Studio album by Red Rider
- Released: October 23, 1979
- Studio: Sunset Sound (Hollywood); Clover Records (Hollywood); Eastern (Toronto); Manta Sound (Toronto);
- Genre: Pop rock
- Length: 38:51
- Label: Capitol
- Producer: Michael James Jackson

Red Rider chronology
|  | Don't Fight It (1979) | As Far as Siam (1981) |

Singles from Don't Fight It
- "White Hot" Released: 1980; "Don't Fight It" Released: 1980;

= Don't Fight It (album) =

Don't Fight It is the debut album by Canadian rock band Red Rider, released in 1979 in Canada. Don't Fight It sold more than 100,000 copies in Canada and earned Cochrane and Red Rider their first gold album certification award and was later certified platinum. A United States version with a modified track list, dropping "Talkin' to Myself" and reordering the other tracks, was released in 1980.

The album was re-issued on CD July 29, 1994. The CD release restored the track "Talkin' to Myself" which was dropped on the initial vinyl release in the United States.
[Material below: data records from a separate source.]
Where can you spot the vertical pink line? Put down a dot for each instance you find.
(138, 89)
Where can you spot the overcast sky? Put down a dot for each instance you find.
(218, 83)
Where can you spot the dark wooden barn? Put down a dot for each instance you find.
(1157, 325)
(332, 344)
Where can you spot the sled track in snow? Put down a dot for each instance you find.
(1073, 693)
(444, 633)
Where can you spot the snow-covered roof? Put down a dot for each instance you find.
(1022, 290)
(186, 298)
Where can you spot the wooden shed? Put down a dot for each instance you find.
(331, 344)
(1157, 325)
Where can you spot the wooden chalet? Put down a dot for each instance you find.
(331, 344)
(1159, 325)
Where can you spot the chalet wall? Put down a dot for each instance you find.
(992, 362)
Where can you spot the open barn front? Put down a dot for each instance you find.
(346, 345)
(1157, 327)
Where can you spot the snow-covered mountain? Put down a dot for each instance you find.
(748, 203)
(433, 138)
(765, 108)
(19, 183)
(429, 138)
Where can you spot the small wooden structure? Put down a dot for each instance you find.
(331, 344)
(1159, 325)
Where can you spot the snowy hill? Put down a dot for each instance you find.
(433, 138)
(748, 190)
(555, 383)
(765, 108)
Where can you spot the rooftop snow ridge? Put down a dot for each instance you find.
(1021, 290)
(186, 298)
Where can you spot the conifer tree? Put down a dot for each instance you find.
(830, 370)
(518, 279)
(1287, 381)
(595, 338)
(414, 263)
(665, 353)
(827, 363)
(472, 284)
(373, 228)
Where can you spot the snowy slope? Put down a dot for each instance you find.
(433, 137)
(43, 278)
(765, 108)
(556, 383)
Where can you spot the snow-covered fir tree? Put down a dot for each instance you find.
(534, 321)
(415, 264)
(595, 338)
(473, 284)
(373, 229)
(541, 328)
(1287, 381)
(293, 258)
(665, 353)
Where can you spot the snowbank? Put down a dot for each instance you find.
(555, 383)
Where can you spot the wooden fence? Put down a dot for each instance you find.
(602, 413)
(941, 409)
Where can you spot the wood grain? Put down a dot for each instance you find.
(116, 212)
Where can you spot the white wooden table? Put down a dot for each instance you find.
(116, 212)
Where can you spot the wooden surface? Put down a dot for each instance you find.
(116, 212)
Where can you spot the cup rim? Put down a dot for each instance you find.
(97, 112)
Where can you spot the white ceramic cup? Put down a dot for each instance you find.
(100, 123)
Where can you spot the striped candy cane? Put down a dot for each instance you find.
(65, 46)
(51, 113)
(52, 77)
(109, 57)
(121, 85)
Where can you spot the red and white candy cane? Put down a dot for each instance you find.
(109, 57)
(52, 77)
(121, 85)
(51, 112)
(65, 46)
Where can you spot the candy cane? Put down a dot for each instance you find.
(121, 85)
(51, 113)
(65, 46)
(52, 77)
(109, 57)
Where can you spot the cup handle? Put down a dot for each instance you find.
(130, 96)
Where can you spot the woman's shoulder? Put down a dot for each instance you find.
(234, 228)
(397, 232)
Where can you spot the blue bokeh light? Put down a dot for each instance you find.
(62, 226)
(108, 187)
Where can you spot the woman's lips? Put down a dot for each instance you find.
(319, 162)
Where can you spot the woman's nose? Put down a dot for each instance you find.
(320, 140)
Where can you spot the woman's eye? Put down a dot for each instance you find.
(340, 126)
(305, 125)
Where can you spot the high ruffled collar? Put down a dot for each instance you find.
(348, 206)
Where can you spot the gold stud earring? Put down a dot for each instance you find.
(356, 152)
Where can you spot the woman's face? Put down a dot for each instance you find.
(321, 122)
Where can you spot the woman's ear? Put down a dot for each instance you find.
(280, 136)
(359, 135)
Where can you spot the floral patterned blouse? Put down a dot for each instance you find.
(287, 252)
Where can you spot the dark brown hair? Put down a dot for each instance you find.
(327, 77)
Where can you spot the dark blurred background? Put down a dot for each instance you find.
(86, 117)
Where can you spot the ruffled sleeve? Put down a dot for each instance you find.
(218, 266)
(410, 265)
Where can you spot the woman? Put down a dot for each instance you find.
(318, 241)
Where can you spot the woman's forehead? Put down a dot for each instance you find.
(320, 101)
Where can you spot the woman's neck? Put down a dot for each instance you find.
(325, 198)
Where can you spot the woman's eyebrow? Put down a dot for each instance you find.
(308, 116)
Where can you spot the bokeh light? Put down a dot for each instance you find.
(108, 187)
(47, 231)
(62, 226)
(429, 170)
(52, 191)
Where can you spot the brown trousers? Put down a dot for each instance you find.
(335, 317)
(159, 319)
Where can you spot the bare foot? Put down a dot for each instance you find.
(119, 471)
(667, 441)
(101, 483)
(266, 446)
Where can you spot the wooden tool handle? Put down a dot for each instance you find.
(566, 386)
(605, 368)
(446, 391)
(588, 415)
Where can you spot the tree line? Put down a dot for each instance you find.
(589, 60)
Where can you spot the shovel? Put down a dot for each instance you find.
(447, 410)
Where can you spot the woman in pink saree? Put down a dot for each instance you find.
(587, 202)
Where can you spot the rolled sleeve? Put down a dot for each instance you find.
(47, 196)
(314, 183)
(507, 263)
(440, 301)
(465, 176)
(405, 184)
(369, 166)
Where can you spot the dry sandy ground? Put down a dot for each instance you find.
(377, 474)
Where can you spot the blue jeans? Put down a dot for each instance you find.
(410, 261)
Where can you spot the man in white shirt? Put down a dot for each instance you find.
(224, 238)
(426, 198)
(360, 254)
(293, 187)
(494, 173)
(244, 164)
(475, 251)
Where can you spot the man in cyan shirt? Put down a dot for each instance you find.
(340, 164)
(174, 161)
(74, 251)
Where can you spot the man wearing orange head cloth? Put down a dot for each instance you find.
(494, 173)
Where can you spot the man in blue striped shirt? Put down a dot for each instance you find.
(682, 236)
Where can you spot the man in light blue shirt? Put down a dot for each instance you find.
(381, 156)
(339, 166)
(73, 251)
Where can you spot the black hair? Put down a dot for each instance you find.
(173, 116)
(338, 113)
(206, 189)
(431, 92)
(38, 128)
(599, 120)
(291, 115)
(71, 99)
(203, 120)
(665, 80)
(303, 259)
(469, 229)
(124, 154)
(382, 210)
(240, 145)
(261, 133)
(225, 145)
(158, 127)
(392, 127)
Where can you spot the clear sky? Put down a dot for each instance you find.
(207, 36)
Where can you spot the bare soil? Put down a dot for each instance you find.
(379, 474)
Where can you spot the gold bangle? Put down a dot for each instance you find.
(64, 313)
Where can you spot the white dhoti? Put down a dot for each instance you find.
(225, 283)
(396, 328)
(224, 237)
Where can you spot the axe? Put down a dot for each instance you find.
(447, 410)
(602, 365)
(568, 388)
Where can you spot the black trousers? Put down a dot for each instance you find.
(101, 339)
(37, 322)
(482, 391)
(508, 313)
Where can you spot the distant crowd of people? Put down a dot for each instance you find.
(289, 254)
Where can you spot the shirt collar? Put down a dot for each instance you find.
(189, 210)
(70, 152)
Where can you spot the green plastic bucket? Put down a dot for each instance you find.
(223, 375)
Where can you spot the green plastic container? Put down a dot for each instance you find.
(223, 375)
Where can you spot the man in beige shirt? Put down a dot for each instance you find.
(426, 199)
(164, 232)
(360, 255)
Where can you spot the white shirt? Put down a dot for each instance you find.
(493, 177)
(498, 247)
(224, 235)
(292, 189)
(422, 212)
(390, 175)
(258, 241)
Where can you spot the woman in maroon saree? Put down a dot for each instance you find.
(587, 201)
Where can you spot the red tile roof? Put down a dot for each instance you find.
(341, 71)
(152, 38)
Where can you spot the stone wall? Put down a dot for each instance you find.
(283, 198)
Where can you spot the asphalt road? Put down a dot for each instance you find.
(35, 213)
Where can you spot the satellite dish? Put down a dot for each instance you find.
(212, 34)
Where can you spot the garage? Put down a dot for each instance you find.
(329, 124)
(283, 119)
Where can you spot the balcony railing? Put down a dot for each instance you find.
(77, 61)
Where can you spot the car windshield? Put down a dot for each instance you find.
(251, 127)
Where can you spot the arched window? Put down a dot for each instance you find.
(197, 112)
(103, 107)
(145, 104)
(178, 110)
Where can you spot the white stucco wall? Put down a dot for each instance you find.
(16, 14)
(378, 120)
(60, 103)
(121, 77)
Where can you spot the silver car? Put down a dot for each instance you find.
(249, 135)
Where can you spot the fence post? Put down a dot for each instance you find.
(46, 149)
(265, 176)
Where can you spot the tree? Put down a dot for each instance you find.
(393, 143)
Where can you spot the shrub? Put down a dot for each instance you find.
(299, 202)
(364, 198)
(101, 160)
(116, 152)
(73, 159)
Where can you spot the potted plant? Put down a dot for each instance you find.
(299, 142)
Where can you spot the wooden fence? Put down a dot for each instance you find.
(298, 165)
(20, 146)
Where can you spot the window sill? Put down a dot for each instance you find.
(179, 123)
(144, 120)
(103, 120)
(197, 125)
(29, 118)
Another newly remastered version was released in the UK in 2010 by Lemon Records.

The album reached number 146 on Billboards Pop Albums chart while "White Hot" reached number 20 on the Canadian charts and number 48 on the Pop Singles chart in 1980 and "Don't Fight It" reached number 75.

The song "White Hot" is about poet Arthur Rimbaud and his travels through Africa. It also has a cult following on YouTube.

Professional ratings
Review scores
| Source | Rating |
| AllMusic | Star |

==Track listing==

| No. | Title | Writer(s) | Lead vocals | Length |
|---|---|---|---|---|
| 1. | "Don't Fight It" |  |  | 4:25 |
| 2. | "How's My Little Girl Tonight" |  |  | 4:05 |
| 3. | "Iron in the Soul" |  |  | 3:00 |
| 4. | "Make Myself Complete" |  |  | 3:40 |
| 5. | "Good News" | Peter Boynton | Boynton | 3:59 |
| 6. | "White Hot" | Cochrane, Ken Greer |  | 5:07 |
| 7. | "Talkin' to Myself" | Boynton | Boynton | 3:39 |
| 8. | "Just the Way It Goes" | Cochrane, Greer |  | 3:46 |
| 9. | "Look Out Again" | Boynton, Cochrane | Boynton | 3:47 |
| 10. | "Avenue 'A'" |  |  | 3:23 |

==Personnel==
Personnel taken from Don't Fight It liner notes.

Red Rider
- Tom Cochrane - lead and backing vocals, guitars
- Ken Greer - lead guitars, backing vocals, keyboards
- Peter Boynton - lead and backing vocals, keyboards
- Jeff Jones - bass, backing vocals
- Rob Baker - drums, percussion

Additional musicians
- Bill Payne – synthesizer on "Good News"
- Bobbye Hall – percussion on "Good News" and "Look Out Again"
- Raphael Ravenscroft – soprano saxophone on "White Hot"

Technical personnel
- Michael James Jackson – producer
- Jim Isaacson – engineer
- Toby Scott – engineer
- Gary Gray – engineer
- Ken Friesen – engineer
- Fraser Hill – assistant engineer
- David Taylor – assistant engineer
- Richard McKernan – assistant engineer
- Michael Edward Jackson – assistant engineer
- Carl Wiesen – album art
- J. Zugec – album art
- Denise Grant – photography
- Dave Elliot – art direction

==Charts==

| Chart (1980) | Peak position |
|---|---|
| Canada Top Albums/CDs (RPM) | 20 |
| US Billboard 200 | 146 |

==Certifications==

| Region | Certification | Certified units/sales |
| Canada (Music Canada) | Platinum | 100,000^{^} |
^{^} Shipments figures based on certification alone.